I was about fifteen years old when I began deeply questioning the Christian mindset I'd been raised with. Up until that point, I'd regularly attended Sunday School, as well as Youth Fellowship meetings. I was never much for church itself, since it was right after Sunday School, and I figured one hour at a time was enough.

One of my friends in the church was my Sunday School teacher, Bill. As I've mentioned elsewhere, I used to visit Bill at his home. We'd play chess or just talk. And when I got to the point where I was questioning my faith, and therefore his, we'd talk about religion.

I'd told him that I had a problem with the idea of a Creator. It seemed a bit far-fetched to me. I didn't understand why people felt there needed to be one.

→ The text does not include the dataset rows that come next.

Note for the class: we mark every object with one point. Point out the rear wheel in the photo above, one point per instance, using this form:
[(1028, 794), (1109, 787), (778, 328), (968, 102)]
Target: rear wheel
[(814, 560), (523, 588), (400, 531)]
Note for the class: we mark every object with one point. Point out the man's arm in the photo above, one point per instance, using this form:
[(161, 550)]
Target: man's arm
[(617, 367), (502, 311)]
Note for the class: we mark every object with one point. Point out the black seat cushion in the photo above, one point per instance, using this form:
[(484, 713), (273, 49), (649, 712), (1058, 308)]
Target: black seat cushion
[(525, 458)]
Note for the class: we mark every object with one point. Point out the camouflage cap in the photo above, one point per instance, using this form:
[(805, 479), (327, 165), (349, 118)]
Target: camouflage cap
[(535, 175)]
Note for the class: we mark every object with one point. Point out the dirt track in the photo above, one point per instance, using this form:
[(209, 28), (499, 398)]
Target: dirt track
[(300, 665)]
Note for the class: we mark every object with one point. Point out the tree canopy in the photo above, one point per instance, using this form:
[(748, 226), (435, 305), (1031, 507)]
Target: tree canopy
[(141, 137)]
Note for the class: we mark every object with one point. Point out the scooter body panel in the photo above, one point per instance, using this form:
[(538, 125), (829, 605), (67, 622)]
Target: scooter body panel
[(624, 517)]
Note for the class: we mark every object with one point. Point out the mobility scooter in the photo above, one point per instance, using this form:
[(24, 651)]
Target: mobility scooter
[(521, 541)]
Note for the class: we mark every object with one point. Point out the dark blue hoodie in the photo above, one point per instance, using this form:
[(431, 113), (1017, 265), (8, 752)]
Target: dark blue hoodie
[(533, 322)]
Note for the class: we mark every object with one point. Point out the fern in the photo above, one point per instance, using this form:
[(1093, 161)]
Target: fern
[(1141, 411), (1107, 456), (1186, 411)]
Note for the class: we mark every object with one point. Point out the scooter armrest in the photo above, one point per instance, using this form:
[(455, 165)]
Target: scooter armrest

"Look around you," he said to me. "What do you see?" I told him I saw cars and buildings and roads and so on. "Where did they come from?" he asked. I told him that we built them. "From what?" I saw where he was going with this, but decided to play along. I told him they were made from raw materials taken from the Earth. "And where did those come from?" he asked.

"Okay," I said. "For the sake of argument, I'll say that God made the Earth and all the resources we have taken from it." He smiled, as if this were the end of the discussion. "You're saying that everything has to come from somewhere, right?" Bill voiced his agreement. "Okay, then. Where did God come from?"

"God didn't have to come from anywhere," Bill told me. "God has always been."

I thought that was a cop-out then, and I think it's a cop-out now. What sense does it make to have rules if God is always going to be the exception to them?

People find it very hard to believe that our Universe could have happened without design. It's just too organized and wondrous. They can't believe that something as complex as the human being could have evolved from an amoeba. We're just too complex and miraculous. Yet these same people do not have any problem swallowing the notion of a being powerful enough to create the Universe and everything in it.

An all-powerful Creator being would, by definition, have to be far more complex than anything it would create. Why is it that people can believe in something more complex than that which they say is too complex to believe?

In science, it is said that the simplest explanation for something is usually the correct explanation. It is easier to believe that everything around us is cosmic coincidence than it is to believe that a being capable of creating everything could exist.

There is enough wonder in the Universe itself to keep me in awe for the rest of my days. It's hard enough to ponder its origins without having to ponder the origins of its Creator. For me, a Creator is not the answer. It only poses more questions, and ones that are not difficult, but impossible to answer.